Le luci dello stadio si erano appena abbassate quando Thiago Motta uscì per l’ultima volta dalla sede del club. La notizia era stata diffusa solo poche ore prima: non era più l’allenatore. Il licenziamento non era inaspettato, ma il peso lo schiacciava ancora. Aveva riversato tutto in questa squadra, in questa stagione. Eppure, eccolo lì, solo, scartato e di fronte a un futuro incerto.
Mentre entrava nell’aria fredda della notte, la consapevolezza lo colpì più duramente di qualsiasi sconfitta: il calcio, lo sport che era stata la sua vita, gli aveva appena voltato le spalle.
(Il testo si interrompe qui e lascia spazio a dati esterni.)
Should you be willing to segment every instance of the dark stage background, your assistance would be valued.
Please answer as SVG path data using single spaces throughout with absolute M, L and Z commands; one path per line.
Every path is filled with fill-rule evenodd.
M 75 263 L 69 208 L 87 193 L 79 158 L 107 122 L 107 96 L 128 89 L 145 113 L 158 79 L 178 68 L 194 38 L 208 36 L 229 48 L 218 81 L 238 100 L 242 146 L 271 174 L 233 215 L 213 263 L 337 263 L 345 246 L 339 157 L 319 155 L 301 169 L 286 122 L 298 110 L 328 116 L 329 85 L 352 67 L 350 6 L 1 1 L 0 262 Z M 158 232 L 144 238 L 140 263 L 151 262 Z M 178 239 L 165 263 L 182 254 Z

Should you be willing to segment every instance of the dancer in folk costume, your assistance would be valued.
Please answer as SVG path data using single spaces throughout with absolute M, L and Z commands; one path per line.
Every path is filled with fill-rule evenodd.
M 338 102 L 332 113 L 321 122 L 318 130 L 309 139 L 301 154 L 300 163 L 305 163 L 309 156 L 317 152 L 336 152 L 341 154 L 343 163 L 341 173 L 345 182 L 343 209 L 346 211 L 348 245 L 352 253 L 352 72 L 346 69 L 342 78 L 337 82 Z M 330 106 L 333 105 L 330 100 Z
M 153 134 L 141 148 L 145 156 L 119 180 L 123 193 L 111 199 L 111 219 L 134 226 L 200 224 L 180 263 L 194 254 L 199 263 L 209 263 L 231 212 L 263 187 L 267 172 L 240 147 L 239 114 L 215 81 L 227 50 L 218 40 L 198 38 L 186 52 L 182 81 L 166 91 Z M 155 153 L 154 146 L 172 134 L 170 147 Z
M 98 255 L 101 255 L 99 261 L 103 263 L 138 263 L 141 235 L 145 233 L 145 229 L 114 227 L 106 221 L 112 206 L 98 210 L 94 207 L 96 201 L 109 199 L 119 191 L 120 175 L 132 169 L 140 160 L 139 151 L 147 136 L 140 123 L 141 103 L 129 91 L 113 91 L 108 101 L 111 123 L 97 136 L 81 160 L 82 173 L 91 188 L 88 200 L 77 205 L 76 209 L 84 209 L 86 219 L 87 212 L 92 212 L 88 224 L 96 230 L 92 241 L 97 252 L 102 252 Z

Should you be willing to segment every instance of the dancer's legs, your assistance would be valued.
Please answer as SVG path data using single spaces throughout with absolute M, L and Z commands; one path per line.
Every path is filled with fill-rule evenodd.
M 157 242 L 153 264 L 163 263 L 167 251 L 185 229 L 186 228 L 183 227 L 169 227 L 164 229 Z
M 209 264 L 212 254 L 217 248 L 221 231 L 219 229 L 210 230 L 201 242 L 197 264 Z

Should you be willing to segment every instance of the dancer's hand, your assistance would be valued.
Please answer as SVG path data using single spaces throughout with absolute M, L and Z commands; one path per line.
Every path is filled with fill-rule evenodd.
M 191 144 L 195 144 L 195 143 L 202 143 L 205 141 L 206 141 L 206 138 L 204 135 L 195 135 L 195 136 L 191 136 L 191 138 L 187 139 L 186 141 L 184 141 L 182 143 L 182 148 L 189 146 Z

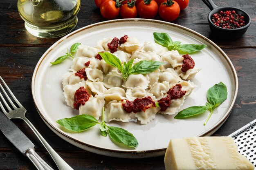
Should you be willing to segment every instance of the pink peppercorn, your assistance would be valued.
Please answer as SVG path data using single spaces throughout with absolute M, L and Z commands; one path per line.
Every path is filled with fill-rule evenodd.
M 222 11 L 213 15 L 211 22 L 216 26 L 227 29 L 241 28 L 245 25 L 245 17 L 235 11 Z

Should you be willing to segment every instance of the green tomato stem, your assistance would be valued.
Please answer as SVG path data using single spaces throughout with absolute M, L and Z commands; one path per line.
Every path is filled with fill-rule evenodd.
M 209 120 L 209 119 L 210 119 L 210 117 L 211 117 L 211 115 L 212 115 L 213 113 L 213 110 L 214 110 L 214 109 L 213 109 L 212 108 L 211 109 L 211 113 L 210 114 L 210 115 L 208 116 L 208 117 L 207 118 L 207 119 L 206 119 L 206 120 L 204 122 L 204 125 L 205 126 L 205 125 L 206 124 L 207 124 L 207 122 L 208 121 L 208 120 Z

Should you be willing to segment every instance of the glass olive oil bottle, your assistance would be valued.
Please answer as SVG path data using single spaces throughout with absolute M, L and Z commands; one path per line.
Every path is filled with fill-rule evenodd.
M 53 38 L 76 25 L 80 0 L 18 0 L 18 9 L 27 30 L 34 35 Z

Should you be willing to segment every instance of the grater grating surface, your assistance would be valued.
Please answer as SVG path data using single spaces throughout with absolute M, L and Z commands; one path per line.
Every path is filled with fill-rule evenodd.
M 256 167 L 256 119 L 229 135 L 237 144 L 238 151 Z M 254 170 L 256 170 L 256 168 Z

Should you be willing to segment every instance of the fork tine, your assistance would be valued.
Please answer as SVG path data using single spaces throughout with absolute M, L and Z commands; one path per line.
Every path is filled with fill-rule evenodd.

La pressione che non svanisce mai
Allenare non era mai stato facile per Motta. La pressione, l’implacabile controllo dei media, le aspettative dei tifosi, era totalizzante. Ogni partita sembrava una finale, ogni conferenza stampa una prova della sua compostezza. Aveva vissuto sotto questa pressione per anni, ma non si era mai lasciato abbattere. Fino a quel momento.
I mesi che avevano preceduto il suo licenziamento erano stati brutali. I risultati scadenti avevano alimentato le voci sulla sua partenza molto prima che diventasse ufficiale. Aveva lottato per tenere unita la squadra, per trovare soluzioni in campo, ma il calcio è spietato. Una serie di brutte prestazioni, un rapporto incrinato con il consiglio e, all’improvviso, il progetto un tempo promettente era finito.
La sua mente era annebbiata dallo stress da settimane: notti insonni, ansia costante e il senso di fallimento che lacerava. Il peso di tutto ciò stava iniziando a manifestarsi fisicamente. I mal di testa stavano diventando insopportabili, il suo petto si sentiva stretto e la sua energia stava svanendo. Ma lui l’aveva ignorato. Il calcio pretendeva tutto e lui aveva dato tutto.
Il crollo
La mattina dopo il suo licenziamento, Motta si svegliò nel suo appartamento di Milano, esausto. Cercò di alzarsi dal letto, ma il suo corpo si rifiutò di collaborare. Le sue mani tremavano mentre cercava il telefono, la sua vista si annebbiava. Poi, all’improvviso, il buio.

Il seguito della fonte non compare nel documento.